Inaspettatamente Runcorn sorrise. Durò un attimo, poi si voltò e si diresse verso il bancone, sui cui luccicavano i boccali e le spine per spillare la birra dai barili.

— Sì, signore — confermò gravemente l’avvocato della famiglia Lambourn il giorno seguente, in risposta alle domande di Monk. — Una somma molto ingente. Non vi posso dire a quanto ammonta esattamente, ma il dottor Lambourn era un uomo avveduto e prudente. Ha sempre amministrato ottimamente i suoi beni.

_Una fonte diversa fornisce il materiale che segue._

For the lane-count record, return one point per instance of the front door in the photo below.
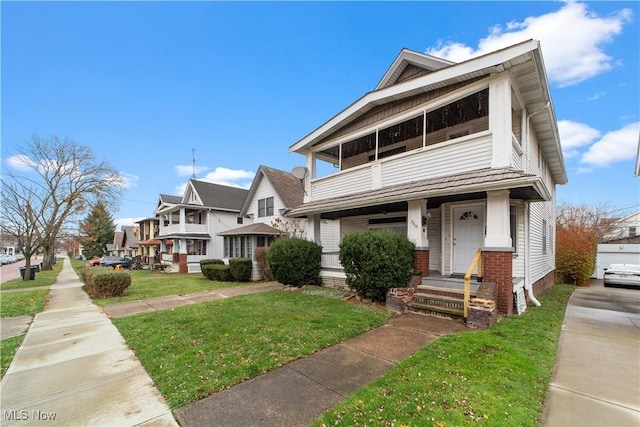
(468, 235)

— A chi ha lasciato il patrimonio, signor Bredenstoke? — chiese Monk.

L’espressione di Bredenstoke non cambiò minimamente, gli occhi azzurri erano impassibili. — Alle figlie naturali, signore: Marianne e Adah.

— Tutto quanto?

— A parte qualche piccolo lascito, sì, signore.

— Non alla moglie?

— No, signore. Lei ha solo quanto basta per prendersi cura delle figlie.

Monk avvertì un’improvvisa sensazione di calore. — Grazie.